重度多発性硬化症患者における動的障害測定は臨床的・放射線学的ギャップを減少させる Dynamic disability measures decrease the clinico-radiological gap in people with severely affected multiple sclerosis
Dejan Jakimovsk∙ Bianca Weinstock-Guttman∙ Alex Burnham∙ … ∙ David Hojnacki∙ Ralph HB Benedict∙ Robert Zivadinov
Multiple Sclerosis Published:April 22, 2024
DOI:https://doi.org/10.1016/j.msard.2024.105630
Highlights
•Expanded disability status scale (EDSS) is limited when utilized in highly disabled people with multiple sclerosis (pwMS).
•This study explores the utility of multiple disability MS scales for assessment of severely affected pwMS.
•The scripps neurological rating scale (SNRS) and combinatorial weight-adjusted disability score (CombiWISE) provide dynamic and greater spread of scores for disability assessment.
•SNRS and CombiWISE significantly reduce the clinic-radiological gap in severely-affected pwMS.
Abstract
Background
Expanded Disability Status Scale (EDSS) is limited when utilized in highly disabled people with multiple sclerosis (pwMS).
Objetive
To explore the relationship between disability measures and MRI outcomes in severely-affected pwMS.
Methods
PwMS recruited from The Boston Home (TBH), a specialized residential facility for severly-affected pwMS and University at Buffalo (UB) MS Center were assessed using EDSS, MS Severity Scale, age-related MSS, Scripps Neurological Rating Scale (SNRS) and Combinatorial Weight-Adjusted Disability Score (CombiWISE). In all scores except SNRS, higher score indicates greater disability.
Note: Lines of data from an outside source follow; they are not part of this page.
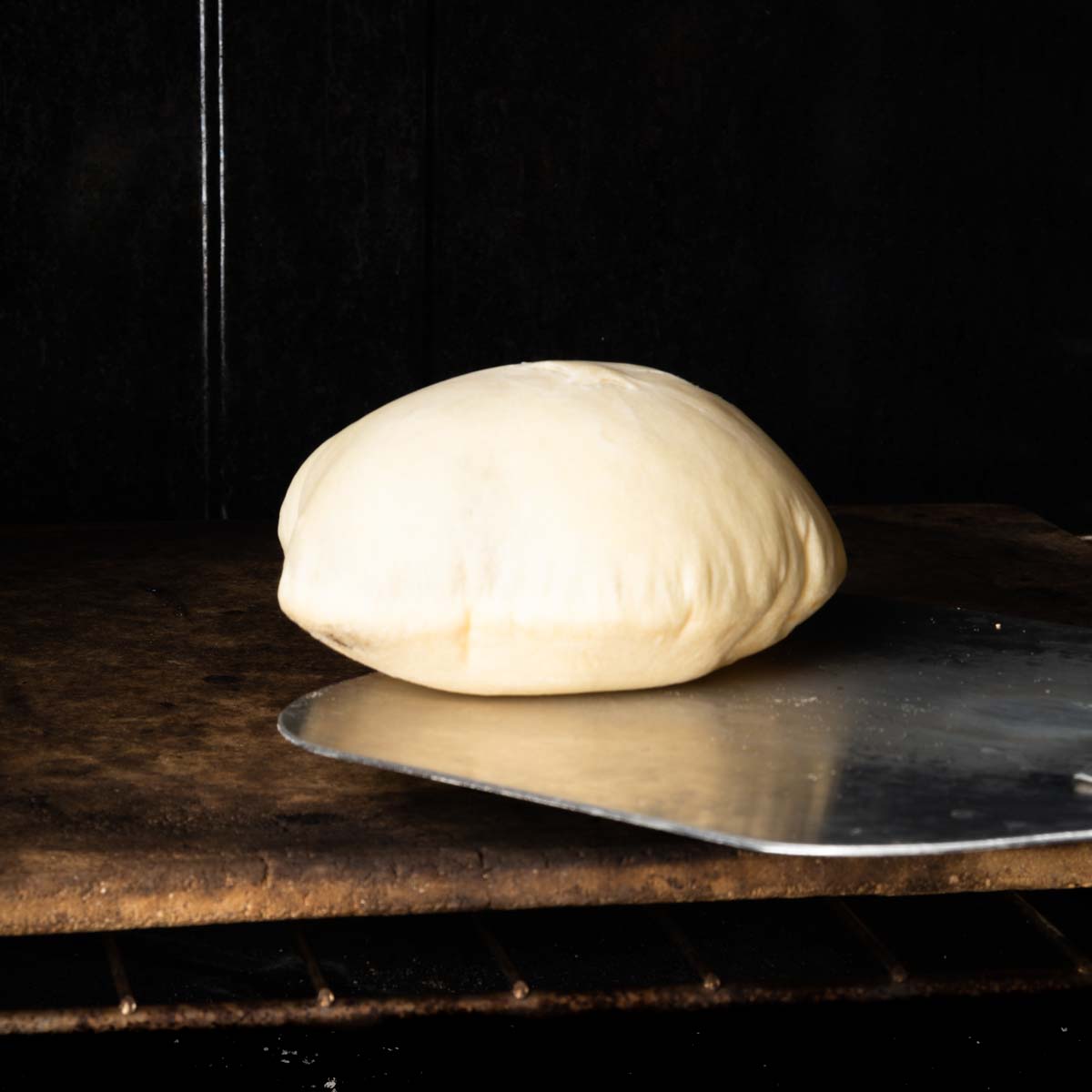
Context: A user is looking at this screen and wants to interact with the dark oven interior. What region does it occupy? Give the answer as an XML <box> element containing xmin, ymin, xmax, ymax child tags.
<box><xmin>0</xmin><ymin>0</ymin><xmax>1092</xmax><ymax>1088</ymax></box>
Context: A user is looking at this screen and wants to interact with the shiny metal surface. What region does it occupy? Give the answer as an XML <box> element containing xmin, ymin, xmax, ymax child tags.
<box><xmin>278</xmin><ymin>596</ymin><xmax>1092</xmax><ymax>856</ymax></box>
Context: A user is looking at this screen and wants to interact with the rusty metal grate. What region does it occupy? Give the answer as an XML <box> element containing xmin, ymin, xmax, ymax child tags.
<box><xmin>0</xmin><ymin>890</ymin><xmax>1092</xmax><ymax>1033</ymax></box>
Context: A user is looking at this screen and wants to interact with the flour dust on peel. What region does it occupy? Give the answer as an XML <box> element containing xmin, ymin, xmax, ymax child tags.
<box><xmin>278</xmin><ymin>360</ymin><xmax>845</xmax><ymax>694</ymax></box>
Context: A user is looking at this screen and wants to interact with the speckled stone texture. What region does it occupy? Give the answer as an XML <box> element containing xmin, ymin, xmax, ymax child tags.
<box><xmin>0</xmin><ymin>506</ymin><xmax>1092</xmax><ymax>934</ymax></box>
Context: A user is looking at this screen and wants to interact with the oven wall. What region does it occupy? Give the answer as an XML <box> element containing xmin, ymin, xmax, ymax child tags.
<box><xmin>0</xmin><ymin>0</ymin><xmax>1092</xmax><ymax>521</ymax></box>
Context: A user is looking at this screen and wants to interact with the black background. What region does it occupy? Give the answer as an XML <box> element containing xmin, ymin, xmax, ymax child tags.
<box><xmin>0</xmin><ymin>0</ymin><xmax>1092</xmax><ymax>1074</ymax></box>
<box><xmin>0</xmin><ymin>0</ymin><xmax>1092</xmax><ymax>521</ymax></box>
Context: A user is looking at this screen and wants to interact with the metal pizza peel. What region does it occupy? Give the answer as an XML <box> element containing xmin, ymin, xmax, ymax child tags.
<box><xmin>278</xmin><ymin>595</ymin><xmax>1092</xmax><ymax>856</ymax></box>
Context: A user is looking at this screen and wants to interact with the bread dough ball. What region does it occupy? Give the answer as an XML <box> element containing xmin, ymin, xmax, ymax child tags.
<box><xmin>278</xmin><ymin>360</ymin><xmax>845</xmax><ymax>694</ymax></box>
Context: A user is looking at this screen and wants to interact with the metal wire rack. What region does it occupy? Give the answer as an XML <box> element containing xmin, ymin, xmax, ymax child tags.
<box><xmin>0</xmin><ymin>890</ymin><xmax>1092</xmax><ymax>1033</ymax></box>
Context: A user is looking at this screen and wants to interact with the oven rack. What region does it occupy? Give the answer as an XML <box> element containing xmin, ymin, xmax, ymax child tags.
<box><xmin>0</xmin><ymin>890</ymin><xmax>1092</xmax><ymax>1033</ymax></box>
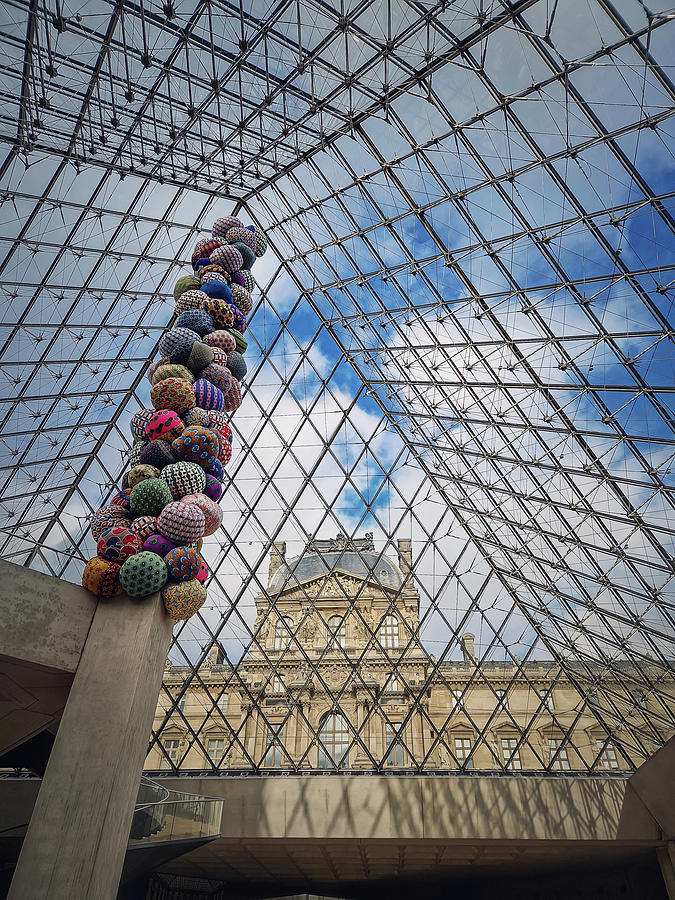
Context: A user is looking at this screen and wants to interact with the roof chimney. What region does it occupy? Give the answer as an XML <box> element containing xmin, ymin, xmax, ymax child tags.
<box><xmin>267</xmin><ymin>541</ymin><xmax>286</xmax><ymax>584</ymax></box>
<box><xmin>462</xmin><ymin>632</ymin><xmax>476</xmax><ymax>663</ymax></box>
MRI measures of T1, T2-lesion volume (LV), whole brain, gray matter, medulla oblongata and thalamic volumes (WBV, GMV, MOV, TV) and thalamic dysconnectivity were obtained.
Results
Greatest disability differences between the TBH and UB pwMS were in SNRS (24.4 vs 71.9, p < 0.001, Cohen’s d = 4.05) and CombiWISE (82.3 vs. 38.9, p < 0.001, Cohen’s d = 4.02). In combined analysis of all pwMS, worse SNRS scores were correlated with worse MRI pathology in 8 out of 9 outcomes. EDSS only with 3 measures (GMV, MOV and TV). In severely-affected pwMS, SNRS was associated with T1-LV, T2-LV and WBV (not surviving false discovery rate (FDR) correction for multiple comparisons) whereas EDSS did not.
Conclusion
Granular and dynamic disability measures may bridge the clinico-radiologcal gap present in severely affected pwMS.